It often starts with a simple thought: “I still have time.”
In the early years of working, retirement can feel distant. Something to think about later. There are other priorities that seem more immediate: building a career, supporting family, and enjoying life in the present.
Years pass quickly. And before long, that distant milestone begins to feel much closer. For many, this is when the question becomes more pressing: “Have I saved enough?”
Imagine your ideal retirement
We all have retirement dreams we hope to achieve. For some, it may mean spending more time with family and friends, enjoying leisure activities, or giving back to the community. Others aspire to learn new skills or even pursue hobbies that have long been put aside.
To turn these dreams into reality, everything must begin with proper planning. However, the reality is that many people only start seriously thinking about their savings later in life. Some may even find themselves wishing they had started earlier.
How to start retirement planning
If you are unsure where to begin, start with these simple steps:
1. Determine the lifestyle you want
Think about the kind of life you hope to live after retirement. Having a clear vision can help you better understand the level of financial support you will need.
2. Estimate your future monthly expenses
Consider your expected monthly spending, including daily living costs, healthcare expenses, and leisure activities. Do also keep in mind that expenses may change over time due to inflation.
3. Review your current savings and contributions
Take a closer look at your current retirement savings position. By understanding where you stand financially today, you can determine whether you are on the right track or if adjustments are needed.
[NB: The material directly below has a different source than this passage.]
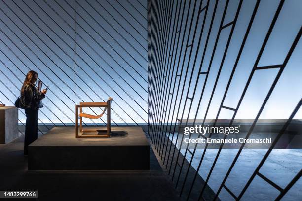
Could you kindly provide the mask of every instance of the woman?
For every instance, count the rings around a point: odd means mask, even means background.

4. Use digital tools to support your planning
Make use of the Retirement Goal Calculator in the KWSP i-Akaun app. It helps you estimate how much you may need and identify the gap between your current savings and the retirement target you need to achieve.
Read also: 5 Financial Habits To Start For Early Retirement
Small steps, lasting impact
Starting early does not mean making drastic changes. It is about taking small, consistent steps over time. Even modest savings, built steadily, can grow into something meaningful. More importantly, it gives you the confidence that you are moving in the right direction.